I am exporting as set of MS Word documents to HTML files. This works more or less OK except that the files contain many cross references and these need to be fixed to keep working. The exported references are in the form 'href="../../somefilename.docx"' and these need to be changed into 'href="somefilename.htm"' to reference the exported html files instead of the original Word files.

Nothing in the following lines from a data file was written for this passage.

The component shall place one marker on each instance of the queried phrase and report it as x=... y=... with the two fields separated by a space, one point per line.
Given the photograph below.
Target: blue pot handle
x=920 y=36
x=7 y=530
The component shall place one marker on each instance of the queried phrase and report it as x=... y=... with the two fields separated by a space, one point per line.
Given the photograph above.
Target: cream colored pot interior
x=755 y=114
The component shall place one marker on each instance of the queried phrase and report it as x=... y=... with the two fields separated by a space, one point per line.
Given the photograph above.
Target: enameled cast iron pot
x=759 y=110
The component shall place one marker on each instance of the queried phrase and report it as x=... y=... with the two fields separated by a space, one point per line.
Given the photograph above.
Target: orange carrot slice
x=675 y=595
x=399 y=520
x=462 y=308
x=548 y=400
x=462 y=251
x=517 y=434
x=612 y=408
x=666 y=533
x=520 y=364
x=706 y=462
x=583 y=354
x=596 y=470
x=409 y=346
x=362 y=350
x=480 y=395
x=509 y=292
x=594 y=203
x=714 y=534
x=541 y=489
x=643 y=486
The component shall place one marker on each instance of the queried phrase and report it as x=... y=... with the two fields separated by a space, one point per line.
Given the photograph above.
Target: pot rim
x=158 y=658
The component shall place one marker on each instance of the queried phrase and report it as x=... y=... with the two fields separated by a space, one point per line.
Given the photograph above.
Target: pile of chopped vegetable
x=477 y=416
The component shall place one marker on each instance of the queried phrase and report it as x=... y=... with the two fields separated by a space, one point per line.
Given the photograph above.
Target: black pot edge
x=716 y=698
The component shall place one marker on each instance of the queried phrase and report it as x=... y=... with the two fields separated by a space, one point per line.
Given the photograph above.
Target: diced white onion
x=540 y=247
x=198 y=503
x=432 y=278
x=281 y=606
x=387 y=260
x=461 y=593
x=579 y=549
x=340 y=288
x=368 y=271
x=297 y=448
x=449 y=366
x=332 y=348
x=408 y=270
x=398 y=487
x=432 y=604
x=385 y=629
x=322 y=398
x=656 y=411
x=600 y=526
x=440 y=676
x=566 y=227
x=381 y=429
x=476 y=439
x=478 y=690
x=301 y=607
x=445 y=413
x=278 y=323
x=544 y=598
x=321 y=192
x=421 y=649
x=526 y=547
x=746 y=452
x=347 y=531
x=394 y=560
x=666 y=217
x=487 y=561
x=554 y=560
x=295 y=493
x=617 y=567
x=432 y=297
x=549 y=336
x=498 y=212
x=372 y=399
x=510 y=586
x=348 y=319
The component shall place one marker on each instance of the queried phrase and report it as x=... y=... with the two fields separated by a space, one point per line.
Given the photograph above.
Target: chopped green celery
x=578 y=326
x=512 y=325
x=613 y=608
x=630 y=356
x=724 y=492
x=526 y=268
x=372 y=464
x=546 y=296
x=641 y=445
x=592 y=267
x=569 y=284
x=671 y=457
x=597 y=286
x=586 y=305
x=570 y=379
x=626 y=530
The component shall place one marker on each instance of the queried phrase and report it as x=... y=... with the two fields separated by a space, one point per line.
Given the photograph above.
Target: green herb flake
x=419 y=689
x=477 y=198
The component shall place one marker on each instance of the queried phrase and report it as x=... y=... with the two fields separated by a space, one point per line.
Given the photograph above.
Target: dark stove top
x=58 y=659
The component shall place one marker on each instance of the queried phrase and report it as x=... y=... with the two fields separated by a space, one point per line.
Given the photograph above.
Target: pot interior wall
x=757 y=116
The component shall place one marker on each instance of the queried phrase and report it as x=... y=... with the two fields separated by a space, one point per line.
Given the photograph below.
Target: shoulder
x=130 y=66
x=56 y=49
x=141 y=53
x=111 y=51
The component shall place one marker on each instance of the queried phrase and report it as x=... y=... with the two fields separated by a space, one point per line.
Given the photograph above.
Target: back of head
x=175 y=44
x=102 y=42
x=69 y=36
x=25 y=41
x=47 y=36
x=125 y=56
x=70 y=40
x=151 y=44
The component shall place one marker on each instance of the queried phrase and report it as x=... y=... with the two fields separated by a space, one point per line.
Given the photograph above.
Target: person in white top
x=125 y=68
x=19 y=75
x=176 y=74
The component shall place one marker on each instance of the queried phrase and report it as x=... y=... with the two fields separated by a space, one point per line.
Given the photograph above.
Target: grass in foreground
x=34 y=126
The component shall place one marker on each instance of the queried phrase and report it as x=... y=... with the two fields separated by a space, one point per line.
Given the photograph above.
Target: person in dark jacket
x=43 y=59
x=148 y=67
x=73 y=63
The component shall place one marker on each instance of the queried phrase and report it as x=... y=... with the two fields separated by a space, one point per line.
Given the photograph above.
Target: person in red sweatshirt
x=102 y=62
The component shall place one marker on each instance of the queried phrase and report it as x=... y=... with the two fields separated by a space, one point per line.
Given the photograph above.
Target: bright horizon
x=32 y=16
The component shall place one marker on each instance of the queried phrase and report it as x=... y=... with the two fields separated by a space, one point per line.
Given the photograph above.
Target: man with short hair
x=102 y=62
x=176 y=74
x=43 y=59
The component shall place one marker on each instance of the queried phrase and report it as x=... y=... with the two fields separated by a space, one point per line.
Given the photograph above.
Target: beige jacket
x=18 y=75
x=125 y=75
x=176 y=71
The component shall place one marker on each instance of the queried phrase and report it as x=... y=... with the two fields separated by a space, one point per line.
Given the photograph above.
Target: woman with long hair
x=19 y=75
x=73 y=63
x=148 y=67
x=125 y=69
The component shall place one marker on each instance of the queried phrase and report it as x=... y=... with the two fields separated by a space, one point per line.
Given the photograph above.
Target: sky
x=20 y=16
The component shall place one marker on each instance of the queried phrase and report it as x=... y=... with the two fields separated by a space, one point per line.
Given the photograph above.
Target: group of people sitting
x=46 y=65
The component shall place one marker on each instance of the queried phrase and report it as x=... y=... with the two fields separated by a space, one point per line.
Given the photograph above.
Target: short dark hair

An example file test.htm could e.g. look like:
<html>
<body>
<a href="../../filename1.docx" />
<a href="../../filename2.docx" />
<a href="../../filename3.docx" />
<a href="../../filename4.docx" />
</body>
</html>
and the program execution should then yield:
<html>
<body>
<a href="filename1.htm" />
<a href="filename2.htm" />
<a href="filename3.htm" />
<a href="filename4.htm" />
</body>
</html>
I wrote me a little Perl program 'ReplaceURLs' to do that job. It works fine, if I "hardcode" the pattern and the replacement expressions (i.e. if I place the pattern directly into the s/.../.../g statement) - see variant 1. But to make it more flexible I would like to allow those expressions to be passed in as argument (i.e. s/$pattern/$subst/g) and this I can't get that working. I can pass in the pattern in a variable - see variant 2, but not the substition value containing the subpattern reference $1. In variant 3 for some reason the $1 in the substitution value is not recognized as a subpattern marker but treated as a literal '$'.
#!/usr/bin/perl
$debug = TRUE;
$tgtfilename = $ARGV[0] || die("usage: ReplaceURLs.pl <filename> <url-pattern> <url-substvalue>");
$urlpattern = $ARGV[1] || "href=\"\.\./\.\./(.*)\.docx\""; # href="../../(filename).docx';
$urlsubstval = $ARGV[2] || "href=\"\$1.htm\""; # href="$1.htm" --> href="(filename).htm";
print "replacing all occurences of pattern '$urlpattern' in file '$tgtfilename' with '$urlsubstval':\n";
# open & read $tgtfilename
open($ifh, '<', $tgtfilename) || die "unable to open $tgtfilename for reading: $!";
@slurp = <$ifh>;
$oldstring = "@slurp";
close($ifh) || die "can't close file $tgtfilename: $!";
if ($debug) { print $oldstring,"\n"; }
# look for $urlpattern and replace it with $urlsubstval:
# variant 1: works
#($newstring = $oldstring) =~ s!href=\"\.\./\.\./(.*)\.docx\"!href=\"$1.htm\"!g;
# variant 2: works
#($newstring = $oldstring) =~ s!$urlpattern!href=\"$1.htm\"!g;
# variant : does not work - why?
($newstring = $oldstring) =~ s/$urlpattern/$urlsubstval/g;
# save file
#open($ofh, '>', $tgtfilename) || die "unable to re-open $tgtfilename for writing";
#print $ofh $newstring,"\n";
#close($ofh) || die "can't close file $tgtfilename: $!";
# done
if ($debug) { print "result of replacement:","\n", $newstring,"\n"; } else { print "done."; }
__END__
If I run this using "perl ReplaceURLs.pl test.htm" I always get:
<html>
<body>
<a href="$1.htm" />
<a href="$1.htm" />
<a href="$1.htm" />
<a href="$1.htm" />
</body>
</html>
instead of the desired result. How do I need to quote or escape the '$1' in $urlsubstval to get this working?
M.